“Seeing the evil of a technological society”

February 24th, 2008 ~ Potpourri for 100, Alex, Caution: The moving walkway is ending

After giving “Pilgrim’s Regress” a bit of a thumbs-down review, I’ve been finding that some snatches and excerpts of it keep coming back to me. Recently, I was having to do time-consuming, repetitive chores to get a stack of documents to print correctly, and I found myself thinking of what John’s angelic helper tells him about industrialized society. It comes from a chapter that Lewis subtitled “Seeing the evil of a technological society.”

John’s conscience, Vertue, sees the changes wrought in the countryside by factories, mechanization and increased technology and says that there must be some good and lasting change it will bring, since God allowed it to happen.
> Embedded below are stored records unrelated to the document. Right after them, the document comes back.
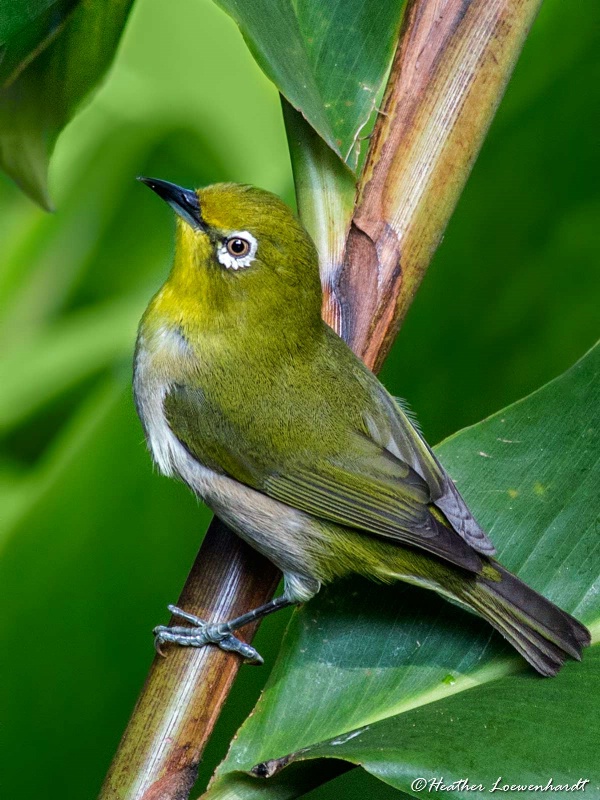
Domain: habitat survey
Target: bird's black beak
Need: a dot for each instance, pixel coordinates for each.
(183, 201)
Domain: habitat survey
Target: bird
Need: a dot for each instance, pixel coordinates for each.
(247, 396)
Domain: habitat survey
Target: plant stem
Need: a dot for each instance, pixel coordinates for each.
(452, 64)
(180, 703)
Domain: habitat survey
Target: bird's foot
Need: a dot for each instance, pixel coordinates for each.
(203, 633)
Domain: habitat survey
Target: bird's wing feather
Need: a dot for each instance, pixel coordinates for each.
(366, 488)
(394, 431)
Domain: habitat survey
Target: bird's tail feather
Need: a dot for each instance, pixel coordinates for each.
(543, 633)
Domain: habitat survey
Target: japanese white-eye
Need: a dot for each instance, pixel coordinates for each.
(247, 396)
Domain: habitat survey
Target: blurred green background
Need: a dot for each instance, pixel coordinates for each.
(93, 545)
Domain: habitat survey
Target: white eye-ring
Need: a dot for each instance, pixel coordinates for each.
(238, 250)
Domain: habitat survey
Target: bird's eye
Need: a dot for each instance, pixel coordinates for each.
(237, 251)
(238, 247)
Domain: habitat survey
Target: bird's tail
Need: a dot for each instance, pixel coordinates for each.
(543, 633)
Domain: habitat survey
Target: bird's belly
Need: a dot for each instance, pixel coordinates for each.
(289, 538)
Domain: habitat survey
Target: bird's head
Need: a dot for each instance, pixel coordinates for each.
(240, 253)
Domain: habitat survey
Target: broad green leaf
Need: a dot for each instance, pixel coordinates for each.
(360, 654)
(516, 732)
(325, 190)
(25, 29)
(329, 59)
(41, 100)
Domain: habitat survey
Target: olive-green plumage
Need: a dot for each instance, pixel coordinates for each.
(248, 396)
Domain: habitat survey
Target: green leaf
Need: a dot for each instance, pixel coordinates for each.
(25, 29)
(363, 655)
(329, 59)
(41, 100)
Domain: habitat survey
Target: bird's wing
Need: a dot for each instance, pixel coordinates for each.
(366, 487)
(392, 428)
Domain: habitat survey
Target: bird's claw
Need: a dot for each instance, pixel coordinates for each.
(202, 633)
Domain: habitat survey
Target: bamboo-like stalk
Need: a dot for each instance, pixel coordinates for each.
(452, 64)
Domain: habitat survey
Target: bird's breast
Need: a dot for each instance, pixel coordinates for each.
(163, 358)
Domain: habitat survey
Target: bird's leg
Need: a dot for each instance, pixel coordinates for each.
(219, 633)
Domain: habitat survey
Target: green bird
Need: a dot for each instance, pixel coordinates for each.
(249, 398)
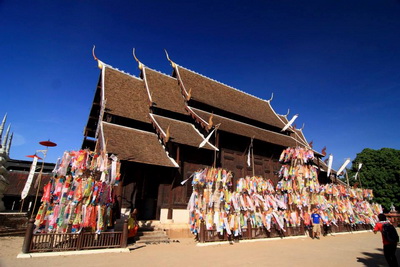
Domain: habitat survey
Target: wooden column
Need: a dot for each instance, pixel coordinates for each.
(28, 236)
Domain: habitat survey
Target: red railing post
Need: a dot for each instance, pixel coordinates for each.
(79, 242)
(249, 230)
(28, 236)
(124, 238)
(202, 232)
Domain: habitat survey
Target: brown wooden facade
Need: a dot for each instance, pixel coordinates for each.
(155, 122)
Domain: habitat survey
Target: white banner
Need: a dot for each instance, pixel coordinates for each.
(330, 160)
(28, 183)
(290, 122)
(359, 167)
(343, 166)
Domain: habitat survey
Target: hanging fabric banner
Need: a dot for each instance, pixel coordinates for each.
(343, 166)
(28, 183)
(290, 123)
(359, 167)
(330, 160)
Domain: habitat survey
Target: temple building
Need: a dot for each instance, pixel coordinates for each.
(155, 124)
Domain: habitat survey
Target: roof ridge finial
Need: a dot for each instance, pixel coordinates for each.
(137, 60)
(6, 137)
(2, 126)
(272, 97)
(99, 63)
(9, 144)
(172, 63)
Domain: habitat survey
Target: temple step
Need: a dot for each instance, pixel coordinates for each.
(151, 236)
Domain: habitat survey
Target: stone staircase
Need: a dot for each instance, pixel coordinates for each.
(150, 232)
(13, 223)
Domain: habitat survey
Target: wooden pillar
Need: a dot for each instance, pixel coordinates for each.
(124, 238)
(249, 229)
(202, 233)
(28, 236)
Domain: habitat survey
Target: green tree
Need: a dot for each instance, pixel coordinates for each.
(381, 172)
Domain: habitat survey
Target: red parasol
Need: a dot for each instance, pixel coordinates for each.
(32, 156)
(47, 143)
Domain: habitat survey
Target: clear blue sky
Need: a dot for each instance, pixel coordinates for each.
(336, 62)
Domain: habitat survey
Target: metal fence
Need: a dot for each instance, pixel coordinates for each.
(49, 242)
(261, 232)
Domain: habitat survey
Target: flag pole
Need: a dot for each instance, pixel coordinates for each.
(47, 144)
(252, 154)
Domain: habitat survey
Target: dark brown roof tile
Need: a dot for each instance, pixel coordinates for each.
(136, 145)
(126, 96)
(226, 98)
(181, 132)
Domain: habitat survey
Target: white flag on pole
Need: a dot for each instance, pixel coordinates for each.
(330, 160)
(249, 153)
(359, 167)
(347, 161)
(206, 140)
(28, 183)
(290, 123)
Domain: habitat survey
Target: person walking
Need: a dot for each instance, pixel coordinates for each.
(389, 239)
(316, 222)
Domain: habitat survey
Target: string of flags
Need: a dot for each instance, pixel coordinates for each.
(79, 194)
(226, 206)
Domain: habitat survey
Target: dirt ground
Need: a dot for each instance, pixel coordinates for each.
(357, 249)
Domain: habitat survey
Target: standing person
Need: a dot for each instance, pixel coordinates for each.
(316, 221)
(389, 248)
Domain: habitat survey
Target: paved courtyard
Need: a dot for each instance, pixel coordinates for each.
(354, 249)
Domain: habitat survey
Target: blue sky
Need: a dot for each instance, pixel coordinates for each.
(335, 63)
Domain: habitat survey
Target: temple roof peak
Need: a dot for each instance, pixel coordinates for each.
(173, 64)
(100, 64)
(137, 60)
(2, 126)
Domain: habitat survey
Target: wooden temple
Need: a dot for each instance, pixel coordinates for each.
(155, 123)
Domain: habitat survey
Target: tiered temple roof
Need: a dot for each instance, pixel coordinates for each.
(139, 116)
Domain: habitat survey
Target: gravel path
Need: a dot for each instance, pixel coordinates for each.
(357, 249)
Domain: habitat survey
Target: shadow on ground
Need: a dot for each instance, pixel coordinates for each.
(374, 259)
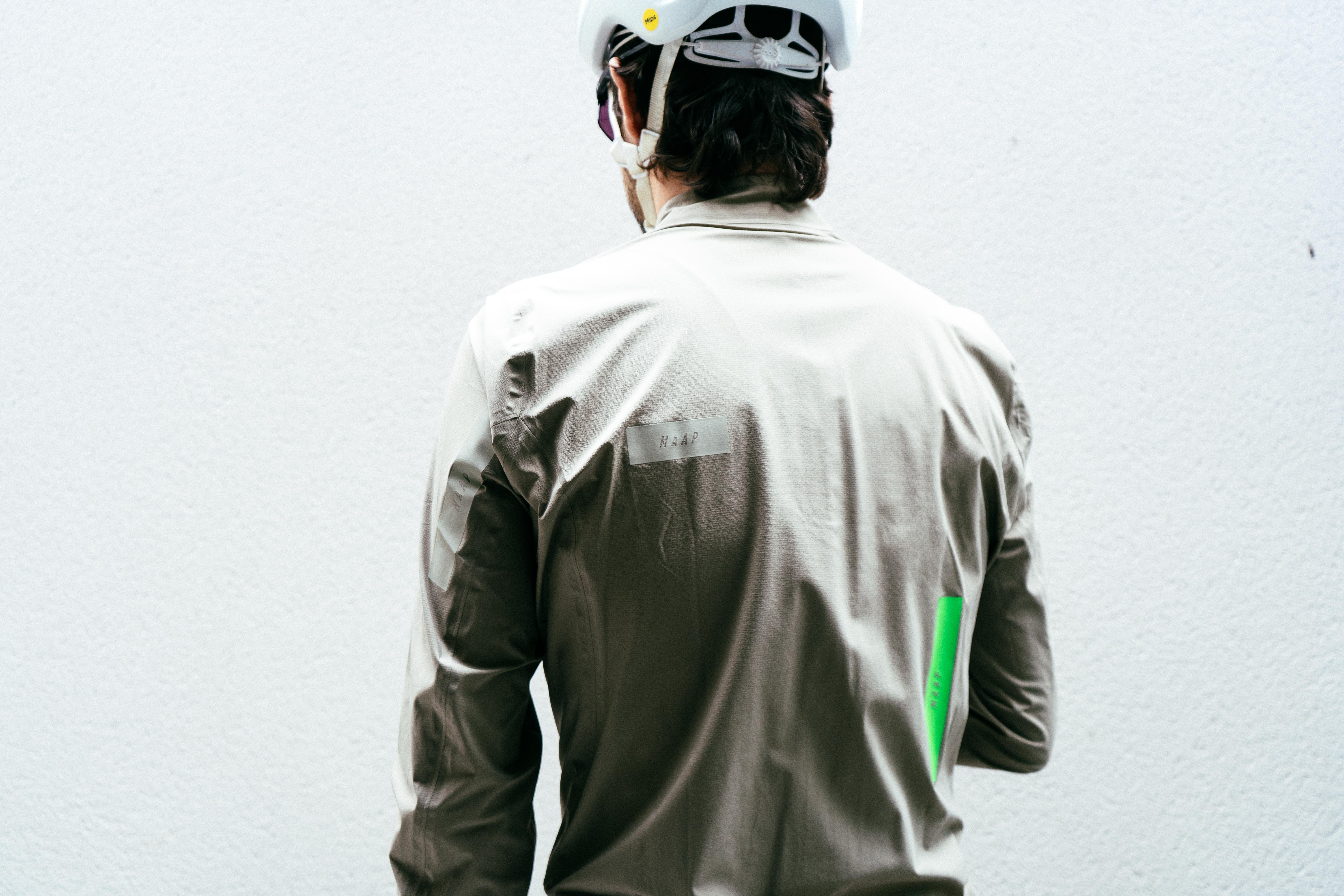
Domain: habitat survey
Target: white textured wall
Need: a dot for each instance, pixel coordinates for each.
(240, 244)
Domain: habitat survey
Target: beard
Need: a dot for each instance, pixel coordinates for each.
(632, 197)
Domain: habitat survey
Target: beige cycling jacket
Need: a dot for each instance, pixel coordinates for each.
(721, 484)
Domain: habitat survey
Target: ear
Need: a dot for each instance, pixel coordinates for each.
(632, 120)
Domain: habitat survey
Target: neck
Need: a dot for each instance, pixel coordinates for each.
(665, 187)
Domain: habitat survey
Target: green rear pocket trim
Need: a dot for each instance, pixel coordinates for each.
(947, 633)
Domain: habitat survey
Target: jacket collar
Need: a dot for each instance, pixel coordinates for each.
(751, 203)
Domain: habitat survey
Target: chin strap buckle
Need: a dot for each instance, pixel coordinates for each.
(636, 159)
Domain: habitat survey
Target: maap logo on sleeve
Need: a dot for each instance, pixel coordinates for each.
(678, 440)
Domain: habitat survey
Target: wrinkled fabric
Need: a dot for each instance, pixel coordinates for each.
(737, 633)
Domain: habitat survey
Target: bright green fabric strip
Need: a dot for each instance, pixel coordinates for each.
(947, 631)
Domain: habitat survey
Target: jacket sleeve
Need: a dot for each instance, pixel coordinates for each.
(1011, 678)
(470, 746)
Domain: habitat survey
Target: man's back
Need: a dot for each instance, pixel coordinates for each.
(737, 464)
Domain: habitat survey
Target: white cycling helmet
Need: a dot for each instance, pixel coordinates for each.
(682, 27)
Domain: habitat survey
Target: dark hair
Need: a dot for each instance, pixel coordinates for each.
(725, 123)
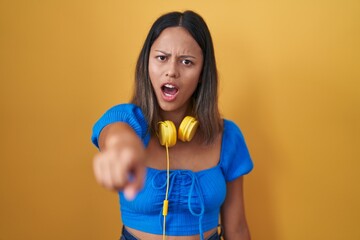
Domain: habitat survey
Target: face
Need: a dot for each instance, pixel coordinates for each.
(175, 65)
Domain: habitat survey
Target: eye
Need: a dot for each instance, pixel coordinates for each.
(187, 62)
(161, 58)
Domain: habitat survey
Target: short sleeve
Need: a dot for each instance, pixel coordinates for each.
(235, 159)
(128, 113)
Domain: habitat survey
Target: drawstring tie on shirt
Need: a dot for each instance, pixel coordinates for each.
(195, 186)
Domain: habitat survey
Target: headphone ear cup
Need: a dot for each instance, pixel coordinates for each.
(187, 129)
(167, 133)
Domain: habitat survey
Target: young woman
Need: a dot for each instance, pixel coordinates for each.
(174, 189)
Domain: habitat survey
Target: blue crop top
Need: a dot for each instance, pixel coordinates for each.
(195, 198)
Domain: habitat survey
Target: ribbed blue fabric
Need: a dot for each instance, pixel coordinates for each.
(195, 198)
(128, 113)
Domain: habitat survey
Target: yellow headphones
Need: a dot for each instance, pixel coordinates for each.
(167, 131)
(167, 137)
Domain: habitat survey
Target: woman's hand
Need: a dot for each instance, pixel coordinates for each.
(119, 165)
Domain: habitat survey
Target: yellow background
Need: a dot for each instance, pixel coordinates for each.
(289, 72)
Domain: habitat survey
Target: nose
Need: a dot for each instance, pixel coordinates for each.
(172, 70)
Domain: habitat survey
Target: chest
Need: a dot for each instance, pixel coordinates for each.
(192, 156)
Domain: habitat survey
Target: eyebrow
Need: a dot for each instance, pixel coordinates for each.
(181, 56)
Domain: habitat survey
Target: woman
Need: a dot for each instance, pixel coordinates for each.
(177, 192)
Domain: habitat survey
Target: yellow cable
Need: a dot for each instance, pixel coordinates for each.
(166, 202)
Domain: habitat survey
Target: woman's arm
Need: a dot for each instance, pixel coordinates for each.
(120, 159)
(233, 217)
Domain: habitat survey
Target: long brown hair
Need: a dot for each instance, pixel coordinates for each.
(205, 98)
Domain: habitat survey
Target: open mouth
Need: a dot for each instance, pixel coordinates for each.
(169, 90)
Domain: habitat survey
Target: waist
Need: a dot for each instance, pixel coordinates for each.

John’s angelic Guide replies (emphasis mine):

“To be sure, if the machines did what they promised, the change would be very deep indeed. Their next war, for example, would change the state of their country from disease to death. They are afraid of this themselves — though most of them are old enough to know by experience that a gun is no more likely than a toothpaste or a cosmetic to do the things its makers say it will do.

It is the same with all their machines. Their labor-saving devices multiply drudgery; their aphrodisiacs make them impotent; their amusements bore them; their rapid production of food leaves half of them starving, and their devices for saving them time have banished leisure from their country. There will be no radical change. And as for permanence — consider how quickly all machines are broken and obliterated. The black solitudes will someday be green again, and of all cities that I have seen, these iron cities will break most suddenly.”

I can’t think of any more profound truth where technology is concerned. Those who are most invested in it exhibit the worst symptoms, but it can’t help but affect us all.

One Response to ““Seeing the evil of a technological society””

  1. s-p Said:

    Yes. On a manual typewriter I can type 20 mistakes a minute, on my computer I can type 60 mistakes a minute. Yay technology.